Hi all,
I am redesigning the method we use for performing a failover to a disaster recovery installation of hobbit. I am interested in opinions on the approach and any shortcomings.
Note: This is not HA/clustering, it is for DR purposes.
We are aiming to have:
a production hobbit deployment a DR hobbit deployment
clients will be configured to send metrics to both servers. which will keep historical rrd data up to date etc.
The production server will be configured to send out alerts. The dr server will not.
At regular intervals, rsync will be used to synchronise data from the production server to the dr server, including the in memory checkpoint file.
In the event of a dr, the dr hobbit server will be promoted to active by restarting hobbit, and loading the checkpoint and alert configurations.
I am expecting that this will ensure that the dr server will be "up to date" with proudction as per the last checkpoint. This includes tests that have been disabled or acknowledged.
Prior to failback to the production hobbit installation, the reverse of the above would be performed. An rsync of rrd data files would be performed to cover any windows where one of the servers was offline for a period of time.

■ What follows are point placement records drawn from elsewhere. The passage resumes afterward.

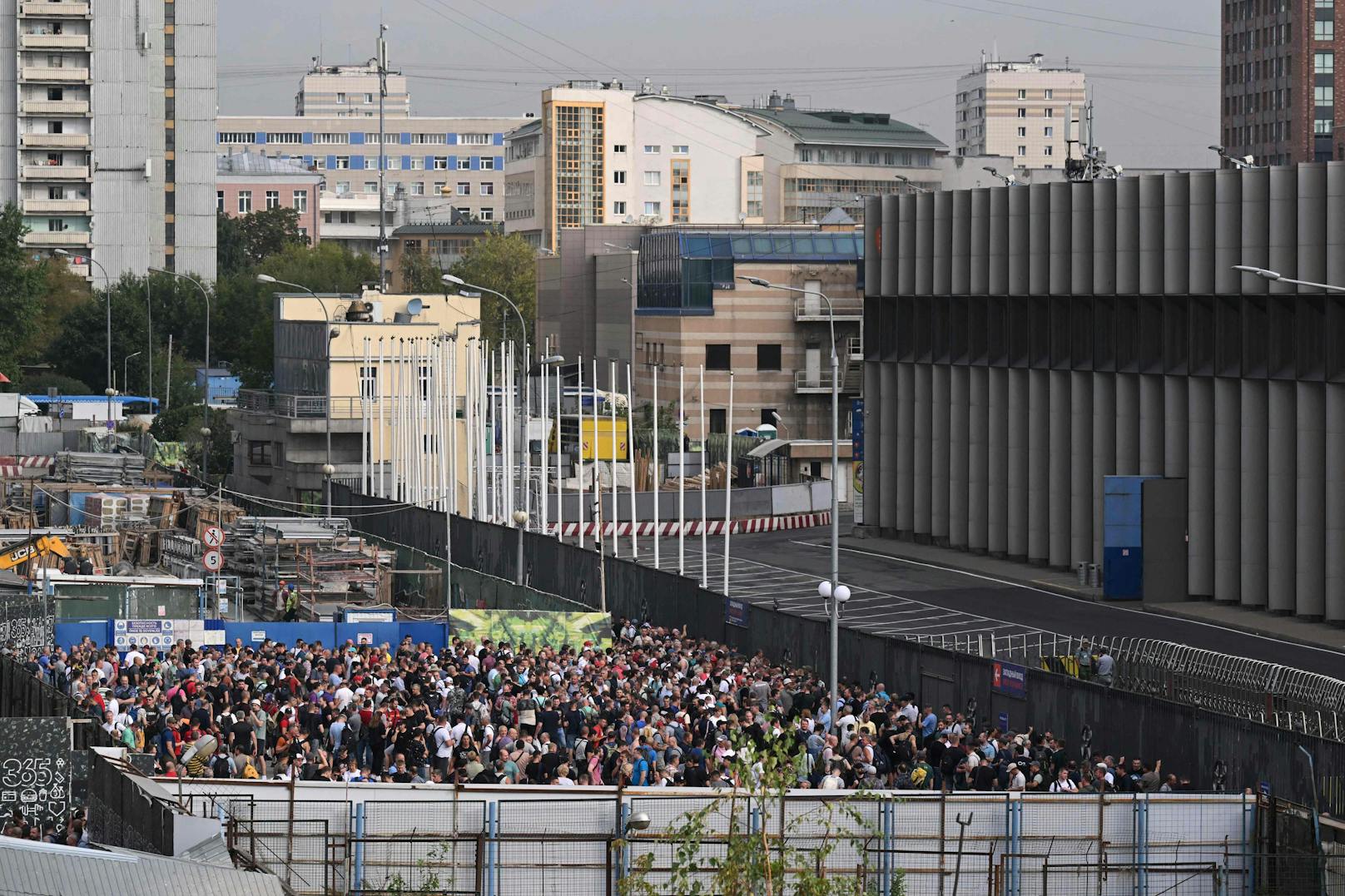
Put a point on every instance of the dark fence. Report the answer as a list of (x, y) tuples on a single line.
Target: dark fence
[(1209, 750)]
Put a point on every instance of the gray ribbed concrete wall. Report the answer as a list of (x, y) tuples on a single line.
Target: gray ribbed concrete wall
[(1005, 448)]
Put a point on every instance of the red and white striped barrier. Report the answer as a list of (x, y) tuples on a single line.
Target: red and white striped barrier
[(693, 527)]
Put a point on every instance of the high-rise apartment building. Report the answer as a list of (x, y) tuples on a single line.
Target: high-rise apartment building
[(1279, 80), (604, 154), (351, 92), (1019, 109), (107, 130)]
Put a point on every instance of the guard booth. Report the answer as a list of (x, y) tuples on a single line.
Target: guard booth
[(1144, 538)]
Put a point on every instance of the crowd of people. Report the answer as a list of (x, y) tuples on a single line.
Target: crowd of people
[(655, 708)]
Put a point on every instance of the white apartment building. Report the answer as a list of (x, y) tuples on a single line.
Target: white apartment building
[(1019, 109), (606, 154), (107, 131), (351, 92)]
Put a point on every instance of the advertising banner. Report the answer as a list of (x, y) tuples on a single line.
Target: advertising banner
[(532, 627)]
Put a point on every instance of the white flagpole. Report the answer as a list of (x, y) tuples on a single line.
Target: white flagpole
[(578, 421), (728, 488), (705, 448), (616, 494), (630, 459), (657, 467), (681, 471)]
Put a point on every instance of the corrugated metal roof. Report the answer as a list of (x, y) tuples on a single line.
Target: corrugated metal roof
[(849, 128), (43, 868)]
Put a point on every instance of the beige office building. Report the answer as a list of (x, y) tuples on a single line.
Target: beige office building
[(1019, 109)]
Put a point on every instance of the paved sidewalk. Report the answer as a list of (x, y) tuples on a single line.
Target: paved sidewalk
[(1228, 615)]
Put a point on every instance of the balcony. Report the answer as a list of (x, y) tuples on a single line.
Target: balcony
[(57, 239), (812, 309), (42, 10), (56, 206), (56, 140), (58, 76), (56, 172), (54, 41), (56, 106)]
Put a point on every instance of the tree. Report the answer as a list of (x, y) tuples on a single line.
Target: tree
[(506, 264), (22, 280), (714, 848), (420, 274)]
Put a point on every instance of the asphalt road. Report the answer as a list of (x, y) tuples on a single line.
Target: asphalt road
[(893, 597)]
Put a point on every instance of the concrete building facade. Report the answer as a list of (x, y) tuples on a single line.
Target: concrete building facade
[(1019, 109), (248, 182), (1022, 344), (607, 155), (1279, 82), (107, 113)]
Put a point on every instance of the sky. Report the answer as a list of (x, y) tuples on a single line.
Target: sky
[(1152, 65)]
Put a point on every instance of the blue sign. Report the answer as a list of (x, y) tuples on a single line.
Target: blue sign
[(1009, 680)]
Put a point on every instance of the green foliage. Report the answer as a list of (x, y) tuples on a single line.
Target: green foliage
[(244, 242), (716, 850), (21, 292), (506, 264)]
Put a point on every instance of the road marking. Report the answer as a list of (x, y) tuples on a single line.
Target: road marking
[(1094, 603)]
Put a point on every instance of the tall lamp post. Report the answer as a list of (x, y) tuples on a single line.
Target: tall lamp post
[(329, 470), (205, 444), (831, 590), (108, 390)]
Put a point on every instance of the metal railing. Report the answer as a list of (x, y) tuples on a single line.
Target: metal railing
[(1281, 696)]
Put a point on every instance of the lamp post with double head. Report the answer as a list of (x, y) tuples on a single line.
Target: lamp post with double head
[(833, 587), (329, 470), (205, 446)]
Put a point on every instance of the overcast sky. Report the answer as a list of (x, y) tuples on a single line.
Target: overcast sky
[(1153, 65)]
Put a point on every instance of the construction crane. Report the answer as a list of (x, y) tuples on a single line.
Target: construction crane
[(32, 547)]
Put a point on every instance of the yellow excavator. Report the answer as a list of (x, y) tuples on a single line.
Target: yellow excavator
[(17, 555)]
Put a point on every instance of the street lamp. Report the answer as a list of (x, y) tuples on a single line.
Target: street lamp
[(126, 372), (205, 448), (1274, 276), (1244, 161), (327, 403), (836, 477), (521, 521), (109, 390)]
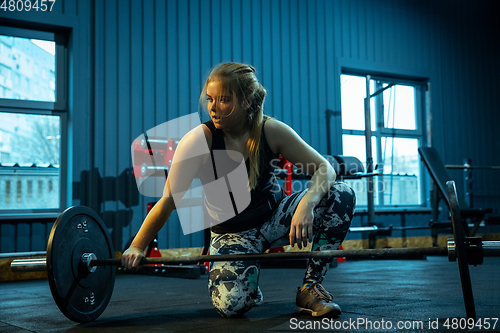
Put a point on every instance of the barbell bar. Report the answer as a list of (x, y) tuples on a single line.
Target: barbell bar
[(489, 249), (80, 256)]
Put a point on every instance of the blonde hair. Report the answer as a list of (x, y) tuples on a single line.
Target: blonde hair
[(241, 82)]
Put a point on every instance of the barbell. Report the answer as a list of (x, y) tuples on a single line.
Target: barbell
[(80, 256)]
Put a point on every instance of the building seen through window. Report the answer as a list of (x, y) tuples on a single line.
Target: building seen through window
[(30, 140)]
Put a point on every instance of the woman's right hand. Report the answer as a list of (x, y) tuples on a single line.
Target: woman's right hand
[(131, 258)]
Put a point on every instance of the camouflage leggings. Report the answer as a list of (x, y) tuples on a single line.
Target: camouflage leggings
[(233, 285)]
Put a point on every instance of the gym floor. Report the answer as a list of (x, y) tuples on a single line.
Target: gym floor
[(416, 295)]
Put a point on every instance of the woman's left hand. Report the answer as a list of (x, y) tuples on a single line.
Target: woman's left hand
[(301, 229)]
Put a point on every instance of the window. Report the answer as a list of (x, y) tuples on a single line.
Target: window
[(396, 114), (32, 122)]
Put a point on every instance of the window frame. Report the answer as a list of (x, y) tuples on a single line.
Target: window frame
[(58, 108), (380, 131)]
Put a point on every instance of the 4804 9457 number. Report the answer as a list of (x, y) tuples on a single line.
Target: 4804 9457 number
[(27, 5)]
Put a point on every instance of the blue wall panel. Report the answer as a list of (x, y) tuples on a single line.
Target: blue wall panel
[(141, 63)]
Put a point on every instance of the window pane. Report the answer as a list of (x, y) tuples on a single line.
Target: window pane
[(354, 145), (29, 155), (27, 69), (353, 93), (402, 165), (399, 107)]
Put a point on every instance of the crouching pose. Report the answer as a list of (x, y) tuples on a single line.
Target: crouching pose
[(320, 214)]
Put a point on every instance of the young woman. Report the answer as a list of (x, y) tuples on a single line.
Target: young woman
[(320, 214)]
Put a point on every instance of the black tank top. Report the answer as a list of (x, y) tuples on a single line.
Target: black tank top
[(264, 198)]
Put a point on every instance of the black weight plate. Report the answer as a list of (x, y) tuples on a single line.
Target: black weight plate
[(82, 296), (461, 251)]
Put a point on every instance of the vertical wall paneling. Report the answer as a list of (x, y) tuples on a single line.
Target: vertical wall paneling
[(123, 64), (109, 114), (256, 16), (245, 16), (288, 93), (266, 67), (313, 124), (276, 71)]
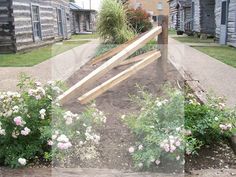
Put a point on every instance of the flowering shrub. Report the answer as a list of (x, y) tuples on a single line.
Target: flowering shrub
[(172, 126), (33, 125), (210, 122), (139, 19)]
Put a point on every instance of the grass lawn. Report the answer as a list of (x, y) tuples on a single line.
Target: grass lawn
[(36, 56), (191, 39), (172, 32), (225, 54), (84, 36), (103, 48)]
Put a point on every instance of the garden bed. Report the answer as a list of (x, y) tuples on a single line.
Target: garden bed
[(116, 138)]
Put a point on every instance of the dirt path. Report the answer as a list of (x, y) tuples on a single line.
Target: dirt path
[(116, 138)]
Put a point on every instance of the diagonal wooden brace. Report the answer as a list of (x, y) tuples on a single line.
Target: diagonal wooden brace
[(108, 65), (94, 93)]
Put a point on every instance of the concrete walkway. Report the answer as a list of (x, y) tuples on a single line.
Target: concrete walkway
[(212, 74), (59, 67), (82, 172)]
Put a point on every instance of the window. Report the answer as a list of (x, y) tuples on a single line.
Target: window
[(223, 13), (160, 6), (60, 22), (36, 23), (154, 18)]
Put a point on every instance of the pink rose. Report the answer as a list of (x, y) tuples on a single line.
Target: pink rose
[(157, 162), (50, 142), (18, 121), (172, 148)]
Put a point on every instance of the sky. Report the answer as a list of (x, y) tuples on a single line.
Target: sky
[(85, 3)]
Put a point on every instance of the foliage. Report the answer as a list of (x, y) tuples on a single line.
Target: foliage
[(33, 125), (225, 54), (139, 19), (112, 24), (170, 126)]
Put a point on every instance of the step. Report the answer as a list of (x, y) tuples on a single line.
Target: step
[(77, 172)]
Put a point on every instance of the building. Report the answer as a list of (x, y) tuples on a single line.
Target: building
[(203, 16), (184, 16), (153, 7), (26, 24), (225, 18), (82, 20)]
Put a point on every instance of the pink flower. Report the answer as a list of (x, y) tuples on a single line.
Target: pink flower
[(177, 143), (64, 146), (26, 131), (157, 162), (18, 121), (166, 147), (50, 142), (22, 161), (225, 127), (131, 150), (172, 148)]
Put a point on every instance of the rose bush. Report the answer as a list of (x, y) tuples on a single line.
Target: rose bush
[(175, 125), (32, 124)]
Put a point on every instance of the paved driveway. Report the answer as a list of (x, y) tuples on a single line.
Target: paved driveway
[(213, 75)]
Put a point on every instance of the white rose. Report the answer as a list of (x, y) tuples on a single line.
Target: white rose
[(22, 161), (131, 150)]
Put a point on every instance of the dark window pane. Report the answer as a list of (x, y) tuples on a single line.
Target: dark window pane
[(223, 13)]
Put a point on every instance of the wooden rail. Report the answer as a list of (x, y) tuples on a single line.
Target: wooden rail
[(120, 54), (118, 78)]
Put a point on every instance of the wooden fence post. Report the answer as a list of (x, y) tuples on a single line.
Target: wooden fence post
[(163, 46)]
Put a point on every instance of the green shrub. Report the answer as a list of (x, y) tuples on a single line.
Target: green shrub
[(170, 126), (139, 19), (33, 125), (112, 25)]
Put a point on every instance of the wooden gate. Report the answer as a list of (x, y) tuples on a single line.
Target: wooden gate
[(118, 56)]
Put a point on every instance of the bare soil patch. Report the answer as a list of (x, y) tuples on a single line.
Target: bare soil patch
[(117, 138)]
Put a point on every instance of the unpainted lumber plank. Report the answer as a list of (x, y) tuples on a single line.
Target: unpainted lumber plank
[(136, 58), (114, 51), (94, 93), (107, 66)]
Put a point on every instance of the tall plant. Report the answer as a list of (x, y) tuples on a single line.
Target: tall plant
[(113, 26)]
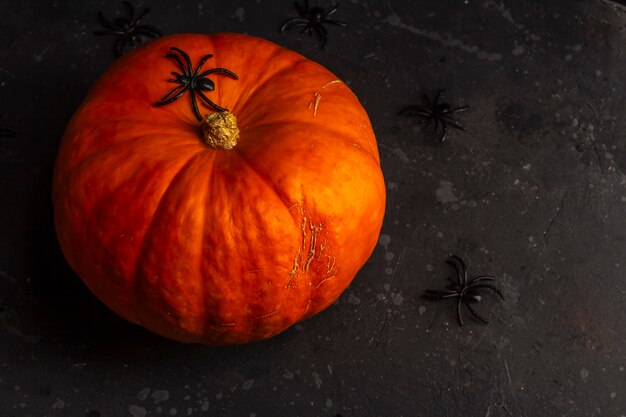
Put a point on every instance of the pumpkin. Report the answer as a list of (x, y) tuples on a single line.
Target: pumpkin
[(177, 230)]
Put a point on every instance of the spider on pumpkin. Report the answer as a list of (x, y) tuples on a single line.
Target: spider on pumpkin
[(192, 81), (128, 30), (435, 112), (465, 291), (313, 19)]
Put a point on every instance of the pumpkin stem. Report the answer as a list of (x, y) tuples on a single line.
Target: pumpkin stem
[(219, 130)]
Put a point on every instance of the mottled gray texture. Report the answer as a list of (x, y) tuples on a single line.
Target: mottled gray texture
[(532, 192)]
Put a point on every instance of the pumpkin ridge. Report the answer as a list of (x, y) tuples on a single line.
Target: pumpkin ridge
[(271, 185), (261, 84), (333, 133), (200, 258), (97, 153), (142, 252)]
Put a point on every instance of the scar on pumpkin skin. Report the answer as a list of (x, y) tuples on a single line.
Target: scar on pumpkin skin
[(296, 261), (324, 280), (318, 97), (314, 231)]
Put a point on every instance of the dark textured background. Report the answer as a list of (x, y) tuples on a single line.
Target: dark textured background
[(532, 192)]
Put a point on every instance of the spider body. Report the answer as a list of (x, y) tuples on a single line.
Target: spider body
[(313, 19), (440, 114), (466, 291), (193, 81), (128, 30), (7, 132)]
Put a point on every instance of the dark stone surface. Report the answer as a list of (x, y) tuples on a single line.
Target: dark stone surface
[(532, 192)]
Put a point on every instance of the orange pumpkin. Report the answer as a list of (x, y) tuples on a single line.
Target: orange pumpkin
[(201, 243)]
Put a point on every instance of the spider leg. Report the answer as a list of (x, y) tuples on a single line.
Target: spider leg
[(460, 267), (427, 101), (440, 294), (131, 11), (293, 22), (169, 97), (307, 28), (322, 33), (481, 278), (491, 287), (177, 75), (221, 71), (182, 53), (194, 103), (202, 61), (459, 316), (475, 314), (457, 110), (209, 102), (336, 22), (454, 123), (302, 11), (331, 11), (443, 135)]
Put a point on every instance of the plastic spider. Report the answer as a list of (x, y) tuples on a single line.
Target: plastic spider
[(193, 82), (7, 132), (313, 19), (435, 112), (130, 33), (465, 291)]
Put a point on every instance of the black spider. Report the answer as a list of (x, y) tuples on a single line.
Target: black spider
[(192, 81), (466, 291), (128, 30), (7, 132), (312, 19), (435, 112)]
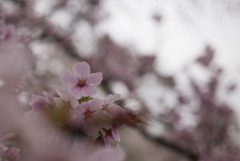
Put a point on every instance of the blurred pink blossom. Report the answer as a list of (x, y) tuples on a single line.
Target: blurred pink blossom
[(82, 83)]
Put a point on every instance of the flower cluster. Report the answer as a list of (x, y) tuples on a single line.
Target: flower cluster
[(75, 108)]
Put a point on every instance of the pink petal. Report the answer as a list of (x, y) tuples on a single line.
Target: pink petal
[(95, 104), (88, 91), (116, 134), (82, 108), (38, 103), (69, 79), (63, 93), (94, 79), (81, 70), (75, 91), (111, 98), (90, 128), (73, 102), (106, 140), (78, 121)]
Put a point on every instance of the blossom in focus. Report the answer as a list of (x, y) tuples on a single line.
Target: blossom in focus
[(82, 83), (67, 98)]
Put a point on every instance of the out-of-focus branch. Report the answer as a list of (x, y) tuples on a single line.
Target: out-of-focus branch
[(172, 146)]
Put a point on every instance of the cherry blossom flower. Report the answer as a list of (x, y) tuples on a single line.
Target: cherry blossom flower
[(82, 83), (85, 116), (67, 98)]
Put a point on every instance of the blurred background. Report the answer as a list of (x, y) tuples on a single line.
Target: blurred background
[(176, 61)]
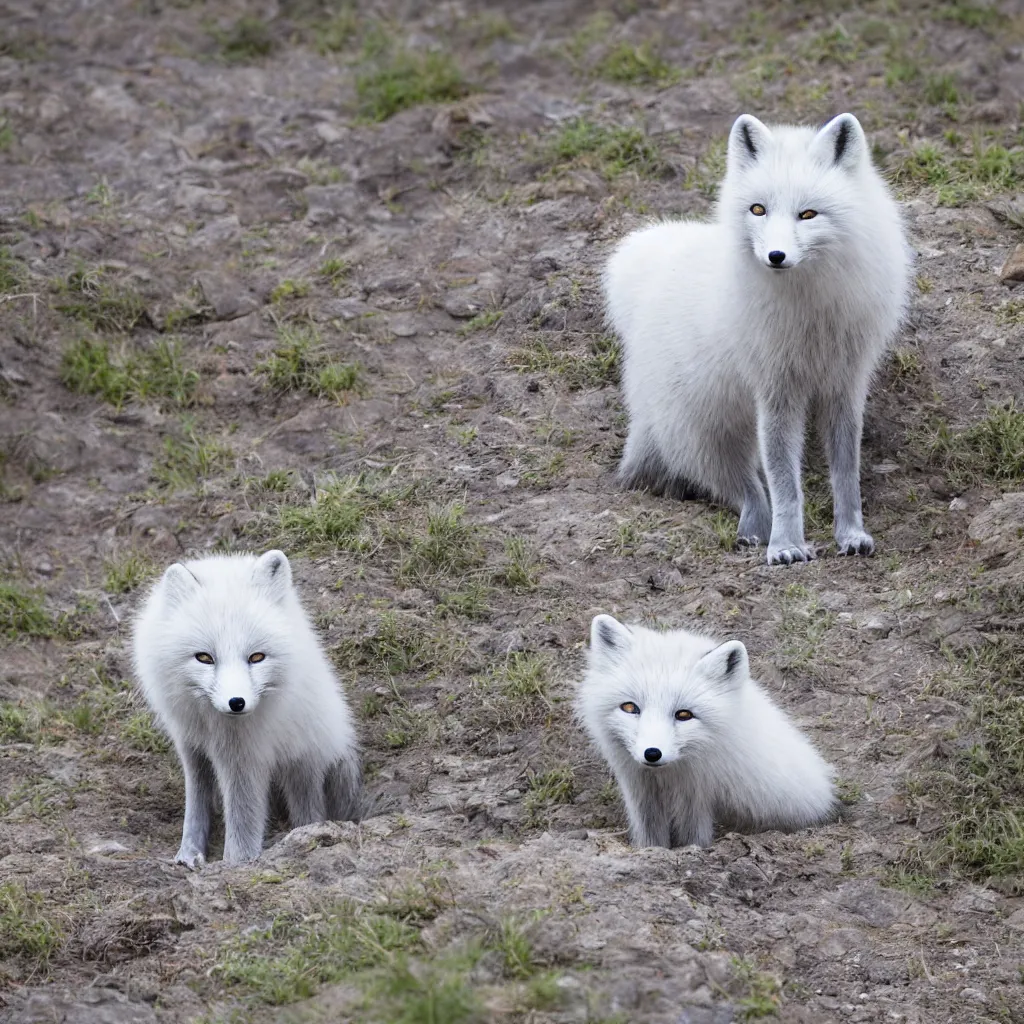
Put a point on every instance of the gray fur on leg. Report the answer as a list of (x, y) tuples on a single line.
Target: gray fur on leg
[(246, 806), (201, 787), (841, 424), (780, 434)]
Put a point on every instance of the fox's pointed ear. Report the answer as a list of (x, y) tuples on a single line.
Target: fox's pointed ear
[(178, 584), (841, 142), (727, 665), (748, 140), (273, 571), (608, 639)]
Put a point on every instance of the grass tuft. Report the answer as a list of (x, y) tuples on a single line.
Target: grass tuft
[(91, 296), (27, 932), (636, 66), (610, 151), (399, 80), (300, 363), (128, 373)]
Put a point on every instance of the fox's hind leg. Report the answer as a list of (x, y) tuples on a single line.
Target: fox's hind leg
[(643, 468), (343, 788), (200, 794), (303, 785)]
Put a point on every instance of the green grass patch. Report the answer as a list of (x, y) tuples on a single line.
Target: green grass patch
[(247, 41), (980, 787), (342, 515), (449, 548), (962, 171), (125, 372), (609, 151), (300, 363), (636, 66), (990, 451), (23, 612), (548, 788), (126, 570), (189, 460), (399, 644), (707, 173), (522, 568), (140, 733), (92, 296), (11, 272), (292, 958), (399, 79), (596, 367), (28, 932)]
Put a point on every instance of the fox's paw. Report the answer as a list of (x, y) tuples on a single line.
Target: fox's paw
[(786, 554), (190, 857), (855, 542)]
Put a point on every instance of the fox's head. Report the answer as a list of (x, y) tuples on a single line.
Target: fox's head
[(793, 193), (662, 695), (227, 636)]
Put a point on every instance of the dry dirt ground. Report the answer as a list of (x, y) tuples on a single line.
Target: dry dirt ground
[(325, 278)]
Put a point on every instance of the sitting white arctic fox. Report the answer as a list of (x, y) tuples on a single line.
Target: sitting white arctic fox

Is there anything wrong with this approach?
Cheers
Phil
-- Tel: 0400 466 952 Fax: 0433 123 226 email: philwild AT gmail.com
Hi Phil,
I know you said you don't want to use a HA/clustering solution, but I have a similar situation to yourself and I use a HA solution with heartbeat/drbd and being honest it saves me a load of hassle. OK the failover fails automatically and I don't know that it has (which I'd argue is how I want it) but all the rrd files are kept in sync and all maintenance settings get maintained across the two servers. Plus I don't need to recall which server was down and which server I need to rsync from and to - DRBD resource maintains all that for me and I just worry about configuring hobbit. Plus as hobbit is only running on the active server, it's the only one sending out alerts.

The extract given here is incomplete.